Exchanges with Elder Young

Just a random kid we befriended at the library
MIRACLES DO EXIST!
Alright everyone. Sorry I did not write a weekly or email anyone this past week. We changed our pday to today because we got to go to the temple!!!! What's a time.
But I appreciate all the emails that I received, what saints you are. But man these past 2 weeks have been ~good~
I'm trying to think of things from last week but I can't so I'll just say a little from this week.
We had zone conference on Wednesday and that was awesome. I got to see all of the buds and chat a little. My companion continued to ask me after zone conference "how do so many people know who you are?".... Speaking of companions I got some quotes from him this week
"Dude I have this one cologne that is too dangerous for the mission" "why" "because it makes me indenialable, the ladies can't resist, it takes away their agency"
Me to Elder Lindstrom "dude isn't It cool that we hold the priesthood, like the exact same authority that Jesus christ had and performed all those miracles and Moses parted the red sea and Jesus created the earth" Elder Lindstrom to me "yeah the same authority that the hermanas don't have"

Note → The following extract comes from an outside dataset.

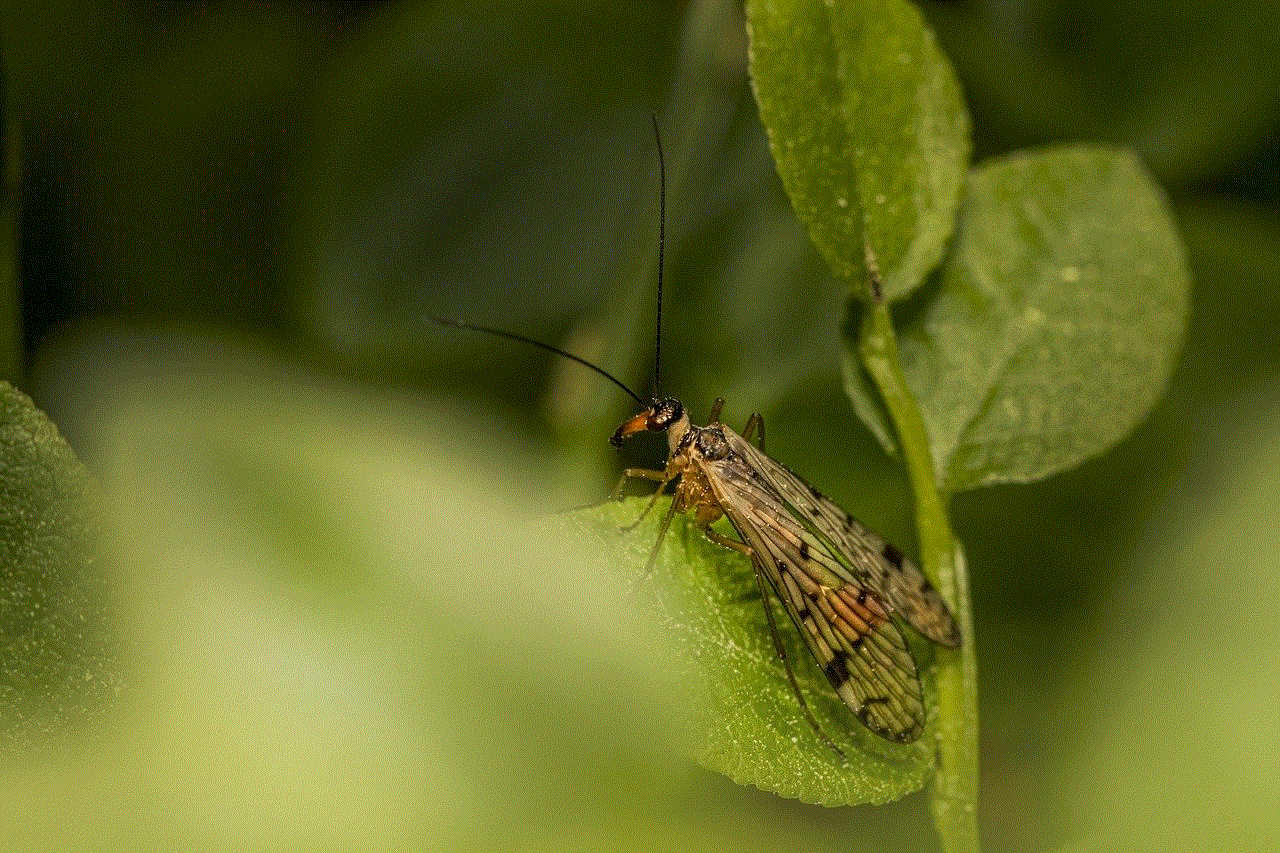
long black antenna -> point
(512, 336)
(662, 240)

Elder Lindstrom "I think I just peed a little"
Elder Lindstrom "Me and the S word have a bad relationship, he's so clever and sometimes he just slyly puts himself in my mouth"
Elder Lindstrom "I like the khakies and the green tie.......... It's sexy"

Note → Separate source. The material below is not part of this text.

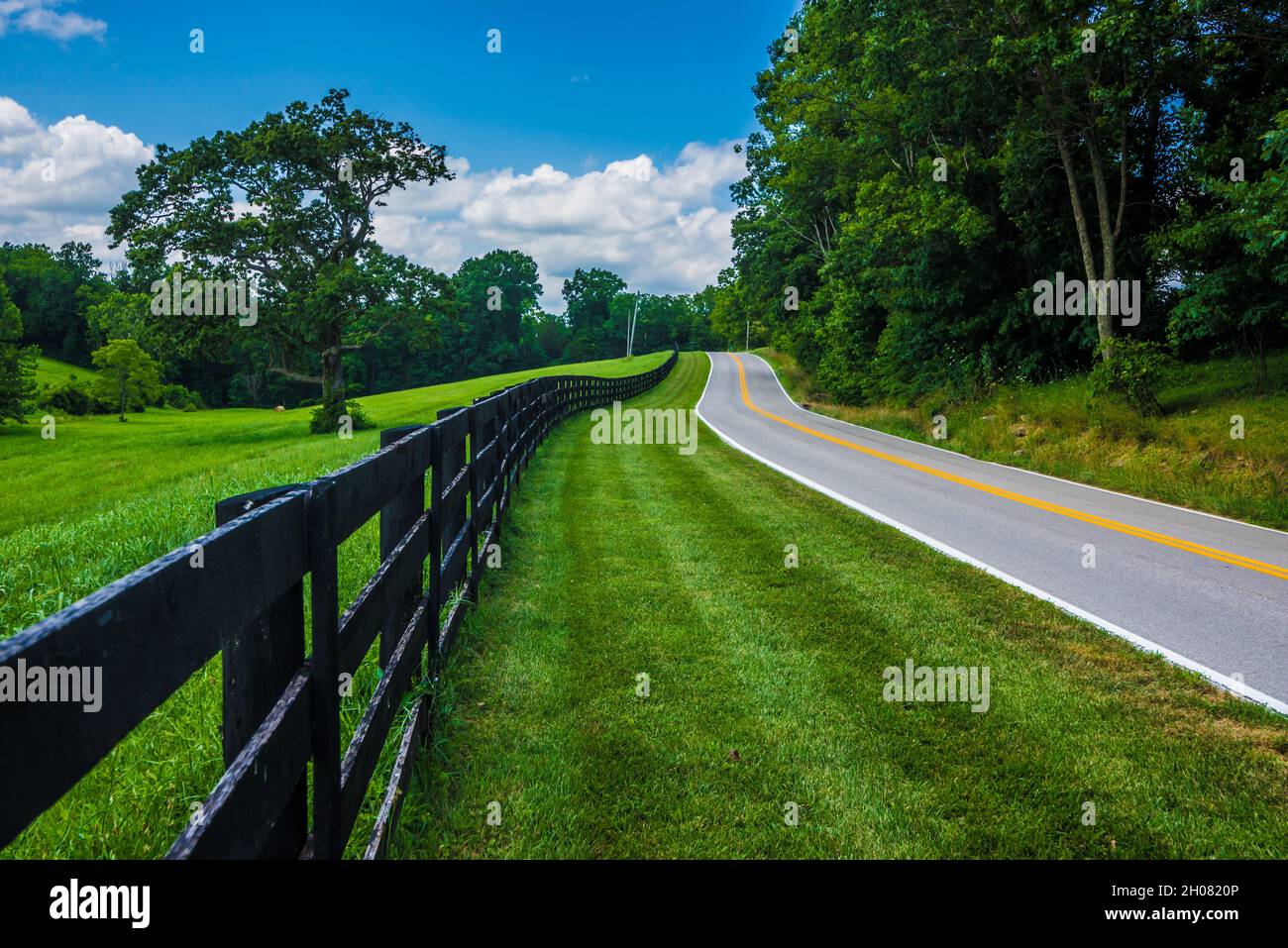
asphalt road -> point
(1207, 592)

Okay I got plenty but I don't want to annoy you with a really long weekly email. I asked prez dawg what was gunna happen with me to see if I should get comfy in this area for the rest of my mission and his words were "I'm still not sure what to do with you"
Also at zone conference I needed to ask permission to go to this guy's restaurant and get free food because he's a dope dude... And it's out of our area by like 30 min... So I attempt to ask prez dawg at zone conference and he says "what is your missionary purpose" and he stumped me... I had nothing... And he said "do you have a missionary purpose?" and I said "uhh president have you ever had Mexican food before, and it's free" and he said with a slight grin on his face "yeah you are good to go" and proceeded to pat me On the back.... What a guy
Also sorry this is getting out of hand but I got another story. My weekly on Monday will be spiritual. So yesterday we go to the restaurant to eat but my man Dino isn't there. He is the owner of this restaurant so we are like freak we gotta pay now... But I had the faith. Elder Lindstrom only got like 3 tacos of the cheap meat but I get four tacos. 2 fish, 1 tongue, 1 intestines with horchata... I'm going all out because I have faith that a miracle will happen. And we go to pay after eating. And the lady at the register says in her broken English. "my brother, DINO, just called and apologizes that he couldn't be here, but he said you guys eat for free so have a good night" MIRACLES DO EXIST!
Alright everyone. It's a been a week and I will make the one on Monday more spiritual for your well being.